Mediação no Novo Banco é "incumprimento de regras de isenção"
António Costa assumiu-se esta semana como facilitador e mediador de uma solução para os lesados do papel comercial do Novo Banco. O primeiro-ministro assinou com o Banco de Portugal e a CMVM, bem como com os representantes dos lesados do papel comercial, um memorando de entendimento para que seja encontrada uma solução até ao início de Maio.
Para Passos Coelho, Costa meteu foice em seara alheia. "A pretexto de um genérico interesse relacionado com o objectivo da estabilidade financeira, envolve-se directamente em negociações privadas de accionistas privados, de bancos privados, no nosso país. Quando questionado sobre esta questão, sobre o incumprimento de regras de isenção a que o Governo está obrigado, sobre os maus exemplos que está a dar, acusa o toque, revela arrogância, e não responde", denuncia Passos Coelho.
"O primeiro-ministro reage mal. Penso que era melhor que arrepiasse caminho e actuasse de outra maneira", defende, até porque é um "mau exemplo que está a ser dado", que "sacrifica o futuro ao presente, fragiliza a isenção e independência das instituições públicas e não pode dar bom resultado nem agora nem para futuro".
É preciso acabar com a desigualdade
Passos Coelho também elencou as suas prioridades para o país. É preciso resolver a desigualdade, porque a sociedade portuguesa é "há varias décadas senão a mais desigual, talvez a segunda mais desigual de toda a Europa". Isso acontece devido a "problemas antigos do nosso país: sabemos que a receita fiscal que advém dos impostos sobre rendimento, em que cada um paga em função da sua capacidade", não é financiada por "praticamente metade dos portugueses" porque "não têm rendimento para pagar, e aqueles que pagam, a grande maioria dos que paga, cerca de 84%, não gera 16% da colecta".

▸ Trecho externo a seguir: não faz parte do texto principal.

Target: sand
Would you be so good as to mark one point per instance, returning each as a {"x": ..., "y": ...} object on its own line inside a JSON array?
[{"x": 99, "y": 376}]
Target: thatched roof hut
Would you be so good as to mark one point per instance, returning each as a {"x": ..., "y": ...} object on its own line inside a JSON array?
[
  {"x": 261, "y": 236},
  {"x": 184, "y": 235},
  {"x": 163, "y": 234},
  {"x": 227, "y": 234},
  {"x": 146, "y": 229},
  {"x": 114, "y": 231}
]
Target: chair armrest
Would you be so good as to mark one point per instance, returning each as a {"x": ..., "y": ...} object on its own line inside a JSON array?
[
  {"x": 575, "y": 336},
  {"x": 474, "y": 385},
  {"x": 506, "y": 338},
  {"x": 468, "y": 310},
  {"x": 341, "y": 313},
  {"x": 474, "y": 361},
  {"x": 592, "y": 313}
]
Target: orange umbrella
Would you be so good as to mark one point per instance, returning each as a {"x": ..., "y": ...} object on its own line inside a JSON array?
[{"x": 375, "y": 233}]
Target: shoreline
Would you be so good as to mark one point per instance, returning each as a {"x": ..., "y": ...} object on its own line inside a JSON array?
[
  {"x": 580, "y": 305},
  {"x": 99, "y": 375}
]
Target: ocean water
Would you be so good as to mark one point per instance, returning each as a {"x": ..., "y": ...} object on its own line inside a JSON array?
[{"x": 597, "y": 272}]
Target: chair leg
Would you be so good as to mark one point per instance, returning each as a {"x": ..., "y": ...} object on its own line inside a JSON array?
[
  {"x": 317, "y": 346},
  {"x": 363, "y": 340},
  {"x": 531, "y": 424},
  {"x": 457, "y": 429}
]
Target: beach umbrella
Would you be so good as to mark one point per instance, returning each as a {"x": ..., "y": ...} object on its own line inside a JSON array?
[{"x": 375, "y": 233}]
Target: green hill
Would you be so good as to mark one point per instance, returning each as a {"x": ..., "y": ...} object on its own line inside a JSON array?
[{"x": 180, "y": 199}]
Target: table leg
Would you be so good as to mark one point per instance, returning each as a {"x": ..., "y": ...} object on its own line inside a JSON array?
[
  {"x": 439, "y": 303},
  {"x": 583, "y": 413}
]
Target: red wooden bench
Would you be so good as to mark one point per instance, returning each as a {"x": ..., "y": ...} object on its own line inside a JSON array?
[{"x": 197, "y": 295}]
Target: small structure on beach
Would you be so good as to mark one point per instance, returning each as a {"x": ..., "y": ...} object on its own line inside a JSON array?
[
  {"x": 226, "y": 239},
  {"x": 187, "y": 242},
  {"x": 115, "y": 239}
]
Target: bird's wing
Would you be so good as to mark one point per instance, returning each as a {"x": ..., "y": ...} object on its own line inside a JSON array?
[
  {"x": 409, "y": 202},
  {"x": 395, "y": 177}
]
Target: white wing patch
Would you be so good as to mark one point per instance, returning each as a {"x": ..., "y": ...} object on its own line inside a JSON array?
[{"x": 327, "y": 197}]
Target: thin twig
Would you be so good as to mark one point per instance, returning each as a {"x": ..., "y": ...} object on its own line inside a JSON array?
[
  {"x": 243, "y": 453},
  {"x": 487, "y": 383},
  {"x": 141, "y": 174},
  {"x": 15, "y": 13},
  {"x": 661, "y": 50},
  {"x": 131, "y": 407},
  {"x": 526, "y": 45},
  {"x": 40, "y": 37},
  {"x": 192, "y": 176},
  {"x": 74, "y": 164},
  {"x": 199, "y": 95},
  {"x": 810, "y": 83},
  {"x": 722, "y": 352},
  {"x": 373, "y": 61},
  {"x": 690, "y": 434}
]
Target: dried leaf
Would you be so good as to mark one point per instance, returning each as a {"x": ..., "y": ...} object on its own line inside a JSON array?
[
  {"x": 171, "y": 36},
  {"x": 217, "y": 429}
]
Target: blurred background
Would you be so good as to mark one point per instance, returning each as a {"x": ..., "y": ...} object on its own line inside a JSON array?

"O que significa que, simetricamente, são cerca de 16% aqueles que pagam quase 85% da receita", observa. "Estas desigualdades económicas têm depois um reflexo social e cultural gravíssimo", porque "o que estamos a fazer há muitos anos em Portugal não é a redistribuição da riqueza de forma equilibrada, o que estamos é a manter a desigualdade, deixando que uns poucos, cada vez menos, possam ter mais".
Por causa disso, a política social do Estado "revela o seu total falhanço a corrigir as desigualdades e a habilitar os mais jovens a construir um futuro melhor". Passos diz que o PSD vai apresentar no Parlamento "medidas concretas" para resolver estes problemas.
Reforma do Estado não é Simplex
Para o líder do PSD, é preciso fixar alguns objectivos concretos. "Se decidirmos que podemos ser um país com capacidade de atracção, com empreendedorismo, se mostrarmos que não temos um Estado que atrasa tudo, que promove a mudança, premeia o mérito, não anda atrás do prejuízo mas à frente a ver o que pode executar, que aposta na qualificação do saber", Portugal pode transformar-se na "Califórnia ou na Flórida da Europa".
Para isso é preciso manter a aposta nas reformas estruturais. "É preciso melhorar o que fizemos no passado, ter segunda geração de políticas estruturais que reformem o Estado, não é ter o Simplex". Isto porque "ficamos com a ideia de que com o Simplex vamos ter uma grande reforma do Estado", mas reforma "é tudo o que está por trás do Simplex, não o que está à frente do interface com os cidadãos".
Sistema de voto preferencial
A terminar, Passos Coelho aproveitou para desafiar o PS a alterar a lei eleitoral para introduzir um sistema de voto preferencial. "Não temos à vista eleições legislativas e espera que não tenhamos tao cedo. Uma vez que não há eleições à vista, este é o momento certo para discutirmos alterações ao sistema eleitoral. Para aqueles que querem efectivamente mudar alguma coisa", afirmou.
O PS colocou no seu programa de Governo a alteração da lei eleitoral para introduzir círculos uninominais, mas deixou cair essa ideia na sequência das negociações com a esquerda.